Le point de vue sur la question a-t-il évolué récemment ? Pour le savoir, Solutions Numériques a interrogé des spécialistes. Réponses.
« Oui, je sens une évolution significative depuis deux – trois ans, constate Carole Davies-Filleur, une associée du cabinet Accenture. Les problématiques écoresponsables arrivent au cœur de la stratégie d’un nombre croissant d’entreprises, des grandes notamment, qui ne se contentent plus de cocher des cases. D’ailleurs, des responsables du numérique commencent à apparaître dans les Comex ».
Une tendance que confirme également Laurence Jumeaux, directrice associée chez Capgemini en charge de l’offre Informatique Durable : « La notion de Responsabilité Sociétale et Environnementale (RSE) a émergé dès 2020 dans les entreprises. J’ai constaté post-confinement une intensification de l’intérêt pour le numérique responsable au sein de certaines DSI, qui étudient davantage l’écoresponsabilité dans une dimension plus ou moins intégrée à la RSE ».
Pourquoi assiste-t-on à cette récente mobilisation écoresponsable chez davantage d’entreprises et de DSI ? Plusieurs raisons à cela. On peut citer l’aiguillon financier et RH par exemple.
L’écoresponsabilité est mieux prise en compte par le législateur
En effet, les analystes financiers commencent enfin à regarder si les entreprises, au moins celles cotées en bourse, font ce qu’elles disent en matière d’écoresponsabilité et de RSE. Leur avis sur la durabilité de l’entreprise peut impacter leur notation financière ou leur cours de bourse, voire leur capacité d’embauche. Carole Davies-Filleur constate d’ailleurs que « certains employés, et surtout des “digital natives”, exercent désormais une pression “écologique” sur les directions générales, qui prennent davantage au sérieux certaines de leurs préoccupations à l’heure où la guerre des talents fait rage ».
L’aiguillon réglementaire améliore aussi la prise en compte des questions d’écoresponsabilité par les entreprises et les différents Etats.
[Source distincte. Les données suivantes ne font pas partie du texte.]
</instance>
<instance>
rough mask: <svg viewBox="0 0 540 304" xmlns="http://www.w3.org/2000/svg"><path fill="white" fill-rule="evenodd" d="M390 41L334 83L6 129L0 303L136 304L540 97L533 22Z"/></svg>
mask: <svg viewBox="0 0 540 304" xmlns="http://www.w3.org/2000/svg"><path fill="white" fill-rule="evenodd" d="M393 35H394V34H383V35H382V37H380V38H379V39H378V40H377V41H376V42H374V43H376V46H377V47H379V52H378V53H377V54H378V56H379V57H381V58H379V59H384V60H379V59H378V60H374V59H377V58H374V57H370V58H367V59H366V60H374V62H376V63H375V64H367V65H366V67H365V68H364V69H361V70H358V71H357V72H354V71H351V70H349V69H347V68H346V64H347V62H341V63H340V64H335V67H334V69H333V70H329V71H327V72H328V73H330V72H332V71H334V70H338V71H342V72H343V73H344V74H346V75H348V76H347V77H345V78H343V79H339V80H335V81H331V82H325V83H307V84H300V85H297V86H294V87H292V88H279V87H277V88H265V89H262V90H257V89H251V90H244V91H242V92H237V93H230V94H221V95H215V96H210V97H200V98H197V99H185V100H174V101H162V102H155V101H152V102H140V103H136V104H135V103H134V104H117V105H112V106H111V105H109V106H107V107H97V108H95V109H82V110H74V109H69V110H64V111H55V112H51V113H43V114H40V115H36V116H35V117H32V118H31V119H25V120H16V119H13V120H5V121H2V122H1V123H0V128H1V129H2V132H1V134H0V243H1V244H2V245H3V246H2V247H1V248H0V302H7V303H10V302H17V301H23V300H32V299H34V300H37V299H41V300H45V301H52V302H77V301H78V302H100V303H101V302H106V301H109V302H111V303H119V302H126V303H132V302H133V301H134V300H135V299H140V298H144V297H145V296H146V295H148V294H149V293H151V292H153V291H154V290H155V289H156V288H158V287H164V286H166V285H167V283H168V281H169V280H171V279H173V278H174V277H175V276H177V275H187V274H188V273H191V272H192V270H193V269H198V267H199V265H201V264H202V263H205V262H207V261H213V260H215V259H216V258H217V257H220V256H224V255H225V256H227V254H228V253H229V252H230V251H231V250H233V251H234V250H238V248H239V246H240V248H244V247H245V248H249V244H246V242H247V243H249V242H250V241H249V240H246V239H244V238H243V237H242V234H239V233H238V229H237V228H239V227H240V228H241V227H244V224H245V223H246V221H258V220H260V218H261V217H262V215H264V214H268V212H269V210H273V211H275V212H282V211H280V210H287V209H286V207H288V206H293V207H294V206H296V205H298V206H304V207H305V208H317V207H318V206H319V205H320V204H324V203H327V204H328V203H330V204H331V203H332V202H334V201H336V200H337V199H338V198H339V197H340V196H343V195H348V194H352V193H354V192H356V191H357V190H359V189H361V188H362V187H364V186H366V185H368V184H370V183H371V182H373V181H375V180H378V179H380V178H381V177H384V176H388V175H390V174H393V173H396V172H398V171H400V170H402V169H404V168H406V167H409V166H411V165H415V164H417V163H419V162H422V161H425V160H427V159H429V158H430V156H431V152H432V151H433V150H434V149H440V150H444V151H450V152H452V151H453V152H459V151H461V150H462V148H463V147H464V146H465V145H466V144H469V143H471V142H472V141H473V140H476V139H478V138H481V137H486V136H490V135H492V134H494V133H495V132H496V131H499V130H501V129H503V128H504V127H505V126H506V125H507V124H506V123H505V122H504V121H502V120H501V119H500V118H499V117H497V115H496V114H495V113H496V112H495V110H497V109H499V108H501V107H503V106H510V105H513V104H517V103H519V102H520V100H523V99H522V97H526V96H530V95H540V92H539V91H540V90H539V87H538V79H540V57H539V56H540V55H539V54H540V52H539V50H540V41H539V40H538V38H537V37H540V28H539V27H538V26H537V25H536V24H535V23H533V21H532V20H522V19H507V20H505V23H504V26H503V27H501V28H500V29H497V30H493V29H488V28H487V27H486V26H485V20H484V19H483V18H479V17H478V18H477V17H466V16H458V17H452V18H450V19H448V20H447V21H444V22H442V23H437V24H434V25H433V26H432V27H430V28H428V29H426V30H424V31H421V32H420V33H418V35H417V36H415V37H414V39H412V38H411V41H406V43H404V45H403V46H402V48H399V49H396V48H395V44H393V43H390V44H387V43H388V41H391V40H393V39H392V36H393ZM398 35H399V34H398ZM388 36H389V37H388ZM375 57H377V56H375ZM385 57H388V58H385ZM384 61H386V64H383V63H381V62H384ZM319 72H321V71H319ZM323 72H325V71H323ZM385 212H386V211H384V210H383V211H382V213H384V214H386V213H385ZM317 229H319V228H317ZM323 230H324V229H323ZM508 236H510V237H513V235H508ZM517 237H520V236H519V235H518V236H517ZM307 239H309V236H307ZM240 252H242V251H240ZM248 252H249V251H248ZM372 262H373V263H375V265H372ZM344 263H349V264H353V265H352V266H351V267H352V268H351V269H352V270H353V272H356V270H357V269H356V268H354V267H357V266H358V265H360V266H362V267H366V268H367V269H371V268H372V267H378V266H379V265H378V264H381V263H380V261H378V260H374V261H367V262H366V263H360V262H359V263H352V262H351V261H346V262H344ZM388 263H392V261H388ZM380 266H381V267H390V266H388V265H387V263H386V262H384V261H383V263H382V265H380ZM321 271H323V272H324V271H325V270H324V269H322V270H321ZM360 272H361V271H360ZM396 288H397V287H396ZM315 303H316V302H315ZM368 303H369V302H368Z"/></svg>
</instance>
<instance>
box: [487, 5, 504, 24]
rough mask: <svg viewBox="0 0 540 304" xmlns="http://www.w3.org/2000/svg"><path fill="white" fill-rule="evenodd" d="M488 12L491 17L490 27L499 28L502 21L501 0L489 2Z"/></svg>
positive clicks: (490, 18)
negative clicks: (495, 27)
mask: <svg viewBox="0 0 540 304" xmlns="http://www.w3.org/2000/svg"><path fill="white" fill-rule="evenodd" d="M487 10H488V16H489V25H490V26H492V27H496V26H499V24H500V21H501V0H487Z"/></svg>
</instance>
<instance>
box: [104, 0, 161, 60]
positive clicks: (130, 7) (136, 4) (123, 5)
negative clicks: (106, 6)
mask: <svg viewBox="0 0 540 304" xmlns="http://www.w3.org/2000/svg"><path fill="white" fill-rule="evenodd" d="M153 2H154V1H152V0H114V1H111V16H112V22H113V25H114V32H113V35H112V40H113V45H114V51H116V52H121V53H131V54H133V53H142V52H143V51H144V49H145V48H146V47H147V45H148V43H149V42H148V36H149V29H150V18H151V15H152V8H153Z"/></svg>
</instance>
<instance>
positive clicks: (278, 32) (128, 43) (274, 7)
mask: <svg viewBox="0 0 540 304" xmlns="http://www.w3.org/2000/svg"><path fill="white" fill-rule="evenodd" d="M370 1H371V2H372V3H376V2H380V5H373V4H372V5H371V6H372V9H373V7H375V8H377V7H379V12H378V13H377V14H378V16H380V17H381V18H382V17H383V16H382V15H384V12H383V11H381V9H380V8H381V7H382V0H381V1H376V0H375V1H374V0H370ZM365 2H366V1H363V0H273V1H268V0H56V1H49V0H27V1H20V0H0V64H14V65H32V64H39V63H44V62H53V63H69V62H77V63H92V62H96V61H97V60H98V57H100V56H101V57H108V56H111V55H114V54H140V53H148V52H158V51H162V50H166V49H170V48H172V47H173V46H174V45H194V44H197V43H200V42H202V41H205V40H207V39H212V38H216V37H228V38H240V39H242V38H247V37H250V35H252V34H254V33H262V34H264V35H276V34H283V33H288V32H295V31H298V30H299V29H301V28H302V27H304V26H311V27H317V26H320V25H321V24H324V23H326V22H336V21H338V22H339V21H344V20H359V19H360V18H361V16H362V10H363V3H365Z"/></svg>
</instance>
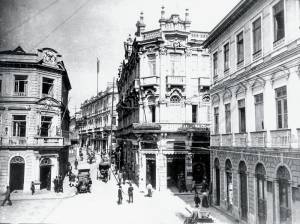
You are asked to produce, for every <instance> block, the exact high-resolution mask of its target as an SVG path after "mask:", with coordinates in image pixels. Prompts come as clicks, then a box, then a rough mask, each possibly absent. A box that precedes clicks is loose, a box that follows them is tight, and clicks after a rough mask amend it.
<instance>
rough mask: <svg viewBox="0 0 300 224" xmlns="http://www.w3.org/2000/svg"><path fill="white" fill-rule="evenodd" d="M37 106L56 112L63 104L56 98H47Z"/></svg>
mask: <svg viewBox="0 0 300 224" xmlns="http://www.w3.org/2000/svg"><path fill="white" fill-rule="evenodd" d="M36 104H38V105H40V106H41V109H45V110H54V109H56V108H60V107H61V103H60V102H59V101H57V100H56V99H54V98H51V97H45V98H42V99H40V100H39V101H37V102H36Z"/></svg>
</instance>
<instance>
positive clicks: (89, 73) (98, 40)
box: [0, 0, 239, 114]
mask: <svg viewBox="0 0 300 224" xmlns="http://www.w3.org/2000/svg"><path fill="white" fill-rule="evenodd" d="M238 2H239V0H0V51H2V50H13V49H15V48H16V47H17V46H21V47H22V48H23V49H24V50H25V51H26V52H36V50H37V49H40V48H44V47H50V48H53V49H55V50H56V51H58V53H59V54H61V55H62V57H63V61H64V63H65V66H66V69H67V71H68V75H69V79H70V82H71V85H72V90H71V91H70V101H69V109H70V111H71V114H74V112H75V109H76V110H77V111H78V110H79V108H80V105H81V103H82V102H83V101H84V100H86V99H88V98H90V97H91V96H94V95H96V92H97V84H96V83H97V81H96V80H97V66H96V64H97V57H98V58H99V59H100V74H99V83H98V85H99V91H100V90H105V87H106V85H107V82H112V80H113V77H117V74H118V67H119V65H120V63H121V62H122V59H123V58H124V47H123V42H124V41H125V40H126V39H127V38H128V35H129V34H131V35H132V36H134V33H135V31H136V26H135V24H136V22H137V20H138V19H139V16H140V12H141V11H142V12H143V13H144V22H145V24H146V31H147V30H152V29H157V28H159V23H158V20H159V18H160V12H161V6H165V11H166V17H169V16H170V15H171V14H174V13H176V14H179V15H180V17H181V18H183V19H184V13H185V9H186V8H188V9H189V12H190V19H191V22H192V24H191V30H198V31H208V32H209V31H211V30H212V29H213V28H214V27H215V26H216V25H217V24H218V23H219V22H220V20H221V19H222V18H224V16H226V14H227V13H228V12H229V11H230V10H231V9H232V8H233V7H234V6H235V5H236V4H237V3H238Z"/></svg>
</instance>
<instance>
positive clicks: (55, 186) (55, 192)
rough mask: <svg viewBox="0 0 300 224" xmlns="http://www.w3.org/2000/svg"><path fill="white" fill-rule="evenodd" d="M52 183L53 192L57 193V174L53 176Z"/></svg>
mask: <svg viewBox="0 0 300 224" xmlns="http://www.w3.org/2000/svg"><path fill="white" fill-rule="evenodd" d="M53 184H54V192H55V193H58V178H57V176H56V177H55V178H54V180H53Z"/></svg>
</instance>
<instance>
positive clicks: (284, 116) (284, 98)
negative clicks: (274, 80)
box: [275, 86, 288, 128]
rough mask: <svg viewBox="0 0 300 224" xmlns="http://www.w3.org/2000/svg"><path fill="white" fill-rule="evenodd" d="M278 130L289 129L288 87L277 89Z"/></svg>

En France, le gouvernement a commencé à encadrer ces questions avec les lois Reen et Agec et Pact.
Par exemple, la loi Agec publiée en janvier 2021 pour divers secteurs, dont le numérique, oblige les fournisseurs à montrer un indice de réparabilité pour les produits grand public, avec des amendes à la clef s’ils ne la respectent pas. « Le gouvernement français a étendu cet indice aux produits du marché BtoB également. Nous savons qu’un nouvel indice de réparabilité apparaîtra dès 2024 et il est probable qu’il oblige les acheteurs de produits du secteur public à respecter aussi la loi Agec », explique Laetitia Cousi, responsable RSE chez Dell Technologies.
D’ailleurs, ne pas proposer de produits recyclés au secteur public est déjà disqualifiant selon elle « car l’article 58 loi Agec oblige les acheteurs de l’Etat, des collectivités territoriales et de leurs groupements à acquérir au moins 20 % de biens recyclés ou comportant des matières recyclées ». Le numérique responsable s’impose dans beaucoup d’appels d’offres selon Gérôme de Gea, directeur des Infrastructures Cloud en EMEA d’Oracle : « Dans ceux émis par des sociétés qui désirent atteindre une certaine neutralité carbone, les prestataires doivent répondre désormais à des questions précises, sur le type d’empreinte carbone d’une solution dans le cloud ou d’un datacentre par exemple ». Et des mauvaises réponses peuvent leur faire perdre l’appel d’offres.